The logo is a play with the concept of plugging in the missing piece.

Building the PAM module

To build, either use the build scripts or use these commands:

./configure --prefix=/usr
make
sudo make install

Building in AIX is a very long story, checkout the rpm SPEC. One used to need to build a lot of dependencies before it could work, but the usual source of RPMS for AIX seems to have had some recent love fixing most of the issues.

Testing

You can check sample.pam included for more details about configuring the module, but it's a bit like this:

cat <<EOF > /etc/pam.d/ipahbac_test
account    required     pam_ipahbac.so blameGetOpt -u YourSysAccount -b dc=your,dc=domain -P /etc/ldap.secret -l ldaps://ldap1/,ldaps://ldap2/..
EOF

Options

  • blameGetOpt is only needed in GNU/Linux and AIX as getopt is expecting argv[0] to be the command. Not needed in Solaris, it works differently there. (Why use getopt?... well... why have the trouble of parsing options myself?)
  • -d level is optional, the debug level (use a value greater than zero, although currently only has one debug level)
  • -D domain is optional, and used to create the FQDN if the hostname is the short version (eg, a.b.c).
  • -b BASE is mandatory, the IPA domain base (eg dc=a,dc=b,dc=c)
  • -u USER or -U USER is mandatory, the first form derives to an IPA sysaccount while the second one to a normal user, thus only the uid value is needed, the rest is derived from the base
  • -p PASS or -P path is mandatory, as you'll need the sysaccount's password. The second form reads the whole first line of bytes as the password, including newline if present
  • -l LDAPSERVERS is mandatory, and comprised of a comma separated list of LDAP servers. Use URI's in GNU/Linux and AIX, host:port in Solaris. TLS is expected and required.
  • -k path is mandatory in Solaris and AIX; it's the path to the NSSDB that OpenLDAP (or gskit with IDSLDAP in AIX) is using.
  • -K path is optional in AIX (if you use password stash with the keydb) and not really needed in Solaris; it's the path to a file containing only (no new line) the password to open the gskit kdb
  • -x path is an optional file with a line separated list of users who will be immediately accepted (useful for root and functional accounts).

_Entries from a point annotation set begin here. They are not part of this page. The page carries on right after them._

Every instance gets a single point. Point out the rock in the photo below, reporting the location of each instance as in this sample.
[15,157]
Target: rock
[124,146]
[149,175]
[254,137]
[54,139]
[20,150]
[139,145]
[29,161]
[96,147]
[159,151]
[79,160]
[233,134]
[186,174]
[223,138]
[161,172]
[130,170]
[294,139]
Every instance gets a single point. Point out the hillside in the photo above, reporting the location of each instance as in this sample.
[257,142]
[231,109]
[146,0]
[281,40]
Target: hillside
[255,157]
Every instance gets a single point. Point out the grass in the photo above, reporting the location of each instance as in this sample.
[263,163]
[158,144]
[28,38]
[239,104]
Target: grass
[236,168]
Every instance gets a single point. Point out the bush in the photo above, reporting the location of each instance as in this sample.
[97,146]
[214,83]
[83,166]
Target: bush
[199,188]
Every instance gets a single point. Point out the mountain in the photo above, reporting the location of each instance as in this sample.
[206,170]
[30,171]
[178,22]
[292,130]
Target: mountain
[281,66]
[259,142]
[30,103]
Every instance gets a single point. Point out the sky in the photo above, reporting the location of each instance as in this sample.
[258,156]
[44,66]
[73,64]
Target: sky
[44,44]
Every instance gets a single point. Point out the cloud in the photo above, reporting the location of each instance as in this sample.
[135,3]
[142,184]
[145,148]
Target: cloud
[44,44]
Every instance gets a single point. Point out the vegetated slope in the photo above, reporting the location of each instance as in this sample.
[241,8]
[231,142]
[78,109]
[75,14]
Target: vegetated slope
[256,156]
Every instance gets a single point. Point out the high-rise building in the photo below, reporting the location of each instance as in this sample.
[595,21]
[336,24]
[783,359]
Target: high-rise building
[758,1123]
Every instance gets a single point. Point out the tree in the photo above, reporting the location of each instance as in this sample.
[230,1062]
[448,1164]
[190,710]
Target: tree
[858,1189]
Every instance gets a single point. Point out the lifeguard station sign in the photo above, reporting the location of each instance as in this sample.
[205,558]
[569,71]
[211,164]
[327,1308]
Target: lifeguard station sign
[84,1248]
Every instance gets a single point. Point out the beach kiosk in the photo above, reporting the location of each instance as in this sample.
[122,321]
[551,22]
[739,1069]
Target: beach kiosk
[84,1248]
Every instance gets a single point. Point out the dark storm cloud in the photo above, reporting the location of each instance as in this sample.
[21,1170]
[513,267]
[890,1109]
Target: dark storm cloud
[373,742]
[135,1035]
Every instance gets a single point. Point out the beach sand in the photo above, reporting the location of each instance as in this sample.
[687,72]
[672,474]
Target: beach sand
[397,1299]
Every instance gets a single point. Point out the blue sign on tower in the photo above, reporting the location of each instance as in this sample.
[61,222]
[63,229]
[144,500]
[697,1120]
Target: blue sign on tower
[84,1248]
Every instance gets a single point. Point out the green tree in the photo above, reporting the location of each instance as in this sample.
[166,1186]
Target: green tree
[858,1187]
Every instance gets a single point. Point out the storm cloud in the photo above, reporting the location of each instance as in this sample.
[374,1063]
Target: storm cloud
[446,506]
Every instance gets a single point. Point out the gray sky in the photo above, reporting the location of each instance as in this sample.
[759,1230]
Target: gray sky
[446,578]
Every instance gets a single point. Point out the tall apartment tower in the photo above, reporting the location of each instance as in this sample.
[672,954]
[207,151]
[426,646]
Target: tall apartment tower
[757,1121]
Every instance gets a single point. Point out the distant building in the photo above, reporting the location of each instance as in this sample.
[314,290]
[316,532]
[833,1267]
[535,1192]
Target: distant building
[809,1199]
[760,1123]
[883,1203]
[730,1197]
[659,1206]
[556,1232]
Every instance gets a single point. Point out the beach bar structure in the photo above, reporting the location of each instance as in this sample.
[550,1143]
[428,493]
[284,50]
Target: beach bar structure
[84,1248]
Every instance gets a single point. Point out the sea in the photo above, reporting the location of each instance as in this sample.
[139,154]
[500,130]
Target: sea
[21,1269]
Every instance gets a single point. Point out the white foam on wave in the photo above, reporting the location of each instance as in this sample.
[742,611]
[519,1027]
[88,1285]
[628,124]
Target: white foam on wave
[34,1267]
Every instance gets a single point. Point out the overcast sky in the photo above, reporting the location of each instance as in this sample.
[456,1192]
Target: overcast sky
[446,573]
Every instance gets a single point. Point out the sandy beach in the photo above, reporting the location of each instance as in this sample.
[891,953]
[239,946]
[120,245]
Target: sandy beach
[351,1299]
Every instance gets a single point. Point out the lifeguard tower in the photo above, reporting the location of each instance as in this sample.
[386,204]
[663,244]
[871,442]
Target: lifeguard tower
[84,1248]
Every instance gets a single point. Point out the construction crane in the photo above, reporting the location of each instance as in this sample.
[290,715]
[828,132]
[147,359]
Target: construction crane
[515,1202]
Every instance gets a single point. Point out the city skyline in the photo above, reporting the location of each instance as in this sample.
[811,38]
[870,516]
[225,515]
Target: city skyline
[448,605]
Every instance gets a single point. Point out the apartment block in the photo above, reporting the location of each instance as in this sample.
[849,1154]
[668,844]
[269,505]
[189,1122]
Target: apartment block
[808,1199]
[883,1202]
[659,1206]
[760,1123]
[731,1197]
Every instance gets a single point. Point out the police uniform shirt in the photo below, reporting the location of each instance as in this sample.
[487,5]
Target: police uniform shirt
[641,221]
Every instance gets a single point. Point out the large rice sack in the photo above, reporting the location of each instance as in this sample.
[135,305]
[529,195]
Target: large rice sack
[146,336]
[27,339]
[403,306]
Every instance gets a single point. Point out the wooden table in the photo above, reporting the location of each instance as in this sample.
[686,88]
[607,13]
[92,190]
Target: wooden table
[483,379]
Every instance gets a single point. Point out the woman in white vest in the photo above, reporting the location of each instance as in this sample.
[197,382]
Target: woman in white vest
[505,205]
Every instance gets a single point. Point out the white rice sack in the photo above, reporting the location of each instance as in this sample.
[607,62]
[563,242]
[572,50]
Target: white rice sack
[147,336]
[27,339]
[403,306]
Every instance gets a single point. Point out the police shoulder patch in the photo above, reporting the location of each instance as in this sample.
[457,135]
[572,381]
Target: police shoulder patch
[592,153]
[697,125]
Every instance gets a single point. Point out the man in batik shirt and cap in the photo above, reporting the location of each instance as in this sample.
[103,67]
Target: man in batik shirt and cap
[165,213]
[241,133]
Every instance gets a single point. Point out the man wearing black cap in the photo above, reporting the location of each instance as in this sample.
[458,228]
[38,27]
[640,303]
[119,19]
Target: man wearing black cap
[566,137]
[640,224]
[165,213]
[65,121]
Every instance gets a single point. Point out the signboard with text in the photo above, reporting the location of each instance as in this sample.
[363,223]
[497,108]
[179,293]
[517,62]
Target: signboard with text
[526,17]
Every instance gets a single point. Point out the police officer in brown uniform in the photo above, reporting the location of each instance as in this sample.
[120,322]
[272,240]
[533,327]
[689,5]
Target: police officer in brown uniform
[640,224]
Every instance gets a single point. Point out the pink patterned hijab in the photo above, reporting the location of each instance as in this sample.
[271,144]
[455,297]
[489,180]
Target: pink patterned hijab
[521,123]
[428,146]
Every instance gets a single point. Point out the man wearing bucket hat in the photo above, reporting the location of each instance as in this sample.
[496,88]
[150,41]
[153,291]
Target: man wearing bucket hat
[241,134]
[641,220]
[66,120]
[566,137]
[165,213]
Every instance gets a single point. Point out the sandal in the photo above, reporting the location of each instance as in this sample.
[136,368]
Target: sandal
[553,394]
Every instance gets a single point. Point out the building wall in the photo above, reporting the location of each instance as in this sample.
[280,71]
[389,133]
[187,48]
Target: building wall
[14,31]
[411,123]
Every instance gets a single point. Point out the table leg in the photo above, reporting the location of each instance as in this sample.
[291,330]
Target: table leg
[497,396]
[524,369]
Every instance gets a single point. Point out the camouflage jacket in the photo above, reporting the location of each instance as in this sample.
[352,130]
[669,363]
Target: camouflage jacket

Note: since I was meeting instability processing the options with AIX's getopt, I had to move them into a file.

Just use the options above in a file (eg /etc/ipahbac.conf) one per line, such as:

-d
-D dc=example,dc=com
...

Status

OS Status Observations
Fedora 23 Done Just for fun, not really needed on modern IPA-ready native systems. And never tested again! :)
Solaris 11.3 Done No longer supported as I don't have neither servers nor time to test!
7.1 Done Should work properly since AIX 7.1, but have only tested in 7.2 and 7.3 with IBM IDS ldap client. Remember to compile in 64 and 32 bits... check the RPM spec for further compile instructions with Xlc

Resources

I found these resources especially helpful.

Beat Gammit's Simple PAM

I forked Beat Gammit's simple example as basis for start. You can find it here: https://github.com/beatgammit/simple-pam

Guides

These guides give brief overviews about PAM and how to write modules. This is useful if you already have a little knowledge.

License

The whole project is licensed under the GNU GPL version 2 or later. test.c is licensed under MIT since most of it's original code remains. If none remains after sometime, this alert will be removed.

Aditionally, you're allowed to link with Solaris and AIX's PAM libraries.